Cloud is industrialisatie
Cloud is dus geen nutsvoorziening maar de industrialisatie van de IT. Van uniek gemaakte onderdelen en producten naar grotendeels standaard ingekochte of door derden gemaakte onderdelen, die uiteindelijk tot een eindproduct of dienst wordt samengesteld. De nieuwe multicloud wereld betekent industrieel denken en doen. Dat betekent kunnen denken in functies en systemen. Bedenken dat alles een subsysteem is in een groter geheel. Zo groot zelfs dat het systeem zich buiten de eigen organisatie uitstrekt. Iedere organisatie maakt gebruik van multicloud subsystemen die zich ook buiten de organisatie bevinden. Waar ‘gesloten’ ROI-berekeningen weinig waarde meer hebben maar de kosten van de totale keten veel belangrijker is.

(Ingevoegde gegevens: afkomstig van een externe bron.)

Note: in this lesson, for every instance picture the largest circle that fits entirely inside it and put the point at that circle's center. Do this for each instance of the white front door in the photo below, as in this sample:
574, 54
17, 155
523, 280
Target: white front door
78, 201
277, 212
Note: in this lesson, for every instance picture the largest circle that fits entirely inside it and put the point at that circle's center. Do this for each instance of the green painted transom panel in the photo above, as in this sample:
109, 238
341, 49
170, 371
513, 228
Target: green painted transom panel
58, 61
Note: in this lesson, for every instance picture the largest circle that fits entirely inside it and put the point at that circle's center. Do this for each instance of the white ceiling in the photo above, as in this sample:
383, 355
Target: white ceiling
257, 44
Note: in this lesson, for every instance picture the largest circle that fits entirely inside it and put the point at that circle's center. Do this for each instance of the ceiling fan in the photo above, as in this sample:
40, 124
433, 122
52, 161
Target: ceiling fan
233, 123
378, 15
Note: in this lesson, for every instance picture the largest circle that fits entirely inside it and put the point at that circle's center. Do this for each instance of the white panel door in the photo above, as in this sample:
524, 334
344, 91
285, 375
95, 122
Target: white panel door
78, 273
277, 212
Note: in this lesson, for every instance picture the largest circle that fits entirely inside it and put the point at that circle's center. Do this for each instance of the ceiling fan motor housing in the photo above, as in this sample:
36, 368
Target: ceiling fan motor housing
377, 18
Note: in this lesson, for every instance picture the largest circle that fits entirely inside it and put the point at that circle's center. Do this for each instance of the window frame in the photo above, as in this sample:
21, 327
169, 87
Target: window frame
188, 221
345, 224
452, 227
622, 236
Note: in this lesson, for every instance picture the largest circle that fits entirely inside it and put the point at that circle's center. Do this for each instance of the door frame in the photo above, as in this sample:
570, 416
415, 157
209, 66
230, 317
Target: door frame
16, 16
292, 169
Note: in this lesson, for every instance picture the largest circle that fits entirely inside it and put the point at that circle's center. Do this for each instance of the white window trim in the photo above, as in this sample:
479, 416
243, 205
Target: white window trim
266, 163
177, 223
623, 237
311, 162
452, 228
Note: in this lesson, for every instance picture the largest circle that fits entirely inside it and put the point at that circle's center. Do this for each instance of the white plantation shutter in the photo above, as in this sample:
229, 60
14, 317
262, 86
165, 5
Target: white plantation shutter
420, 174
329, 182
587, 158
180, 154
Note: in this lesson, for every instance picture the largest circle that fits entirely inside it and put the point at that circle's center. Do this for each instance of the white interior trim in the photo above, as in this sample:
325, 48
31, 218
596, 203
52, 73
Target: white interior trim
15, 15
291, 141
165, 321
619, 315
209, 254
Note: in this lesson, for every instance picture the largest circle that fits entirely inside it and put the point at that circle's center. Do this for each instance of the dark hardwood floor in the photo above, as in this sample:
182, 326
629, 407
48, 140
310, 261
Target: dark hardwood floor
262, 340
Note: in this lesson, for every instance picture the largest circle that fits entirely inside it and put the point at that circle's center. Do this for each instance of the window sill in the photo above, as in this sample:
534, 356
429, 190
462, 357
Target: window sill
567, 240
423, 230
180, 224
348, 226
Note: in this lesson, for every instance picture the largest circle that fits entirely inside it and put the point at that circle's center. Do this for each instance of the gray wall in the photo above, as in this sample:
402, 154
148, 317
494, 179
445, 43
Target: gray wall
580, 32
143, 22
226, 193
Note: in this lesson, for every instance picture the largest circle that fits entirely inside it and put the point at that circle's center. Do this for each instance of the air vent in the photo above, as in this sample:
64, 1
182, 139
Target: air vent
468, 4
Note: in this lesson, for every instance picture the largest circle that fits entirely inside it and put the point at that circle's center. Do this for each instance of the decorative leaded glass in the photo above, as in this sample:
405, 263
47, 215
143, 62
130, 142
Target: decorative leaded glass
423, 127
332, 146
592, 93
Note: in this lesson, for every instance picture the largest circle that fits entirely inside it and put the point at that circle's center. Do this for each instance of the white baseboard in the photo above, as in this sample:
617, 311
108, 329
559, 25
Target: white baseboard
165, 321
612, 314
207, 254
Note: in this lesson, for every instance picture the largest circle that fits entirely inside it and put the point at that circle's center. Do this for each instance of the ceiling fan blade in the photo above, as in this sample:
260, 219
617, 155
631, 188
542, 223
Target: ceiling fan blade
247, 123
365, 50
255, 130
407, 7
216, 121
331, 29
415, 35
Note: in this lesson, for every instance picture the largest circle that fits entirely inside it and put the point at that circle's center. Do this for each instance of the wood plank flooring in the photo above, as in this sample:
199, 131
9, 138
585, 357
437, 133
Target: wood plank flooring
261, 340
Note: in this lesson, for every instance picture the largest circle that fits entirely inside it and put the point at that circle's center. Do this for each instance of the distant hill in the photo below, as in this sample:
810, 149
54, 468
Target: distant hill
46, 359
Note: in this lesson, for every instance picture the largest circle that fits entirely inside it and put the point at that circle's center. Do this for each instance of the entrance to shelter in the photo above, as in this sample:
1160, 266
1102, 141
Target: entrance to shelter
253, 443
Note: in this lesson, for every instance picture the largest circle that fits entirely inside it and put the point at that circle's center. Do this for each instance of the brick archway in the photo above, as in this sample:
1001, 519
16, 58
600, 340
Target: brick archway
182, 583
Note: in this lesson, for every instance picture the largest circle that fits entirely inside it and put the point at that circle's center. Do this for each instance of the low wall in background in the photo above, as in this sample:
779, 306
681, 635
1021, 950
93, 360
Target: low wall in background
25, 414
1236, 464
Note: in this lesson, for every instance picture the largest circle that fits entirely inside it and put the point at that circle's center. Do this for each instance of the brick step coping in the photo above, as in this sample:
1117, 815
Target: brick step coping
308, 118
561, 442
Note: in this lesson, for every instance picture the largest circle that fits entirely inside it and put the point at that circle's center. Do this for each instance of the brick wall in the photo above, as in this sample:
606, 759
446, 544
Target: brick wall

Niet anders dan elk industrieel systeem. Gebruik maken van systemen vraagt systeemdenken. Systemen ontwerpen vraagt deskundigheid op het gebied van systems-engineering. Systemen koppelen vraagt internationale standaardisatie op de koppelvlakken. Standaardisatie vraagt organisatie en discipline. Waarbij we met de multicloud weer een beetje terug zijn bij af: de oude starre en stugge IT-afdeling, maar nu op het gebied van standaarden, compliance, governance en toezichthouderschap. Hoe kun je als organisatie in een wereldwijd gekoppeld proces over verschillende cloudplatformen heen en werkend in verschillende juridische stelsels je compliance aantonen? Hoe kun je de keten-kosten en -risico’s benoemen, bewaken en controleren? Hoe weet je dat je datastromen en kritieke processen niet door derden gevolgd of gehackt kunnen worden? Kunnen denken in gekoppelde ketens is een schaarse vaardigheid. Compliance aantonen is gekoppeld aan strikte governance.

Toezicht en wettelijke kaders
De maatschappij vraagt aan de wetgever om voorwaarden te maken om eerlijke, veilige en betrouwbare industriële producten en diensten te creëren. Zonder overheid zouden medicijnen, vliegtuigen, auto’s etc. niet de veiligheid hebben die ze hebben. Dat geldt in toenemende mate ook voor informatiediensten. We willen als maatschappij kunnen vertrouwen op de informatiediensten of informatieproducten die ons op industriële wijze worden aangeboden. We willen keurmerken en aantoonbare certificaties. We accepteren dat we als maatschappij kosten moeten maken om die kwaliteit te creëren, te toetsen en te garanderen.

De industrialisatie van de multicloud wereld laat zien dat ook hier de maatschappij zijn verantwoordelijkheid meer en meer moet en zal nemen. Met de komst van edge-computing – het internet van mensen en dingen – dringt cloudcomputing de haarvaten van de maatschappij binnen. Bij ons thuis, in onze producten, in onze zorg, in onze energie en zelfs in onze privacy. Informatieplatformen kunnen maatschappij ontwrichtend zijn. We weten intussen dat zonder strikte standaarden en serieus toezicht, veiligheid steeds ernstiger kan ontsporen. Daarom zal investeren in informatie-governance steeds belangrijker worden.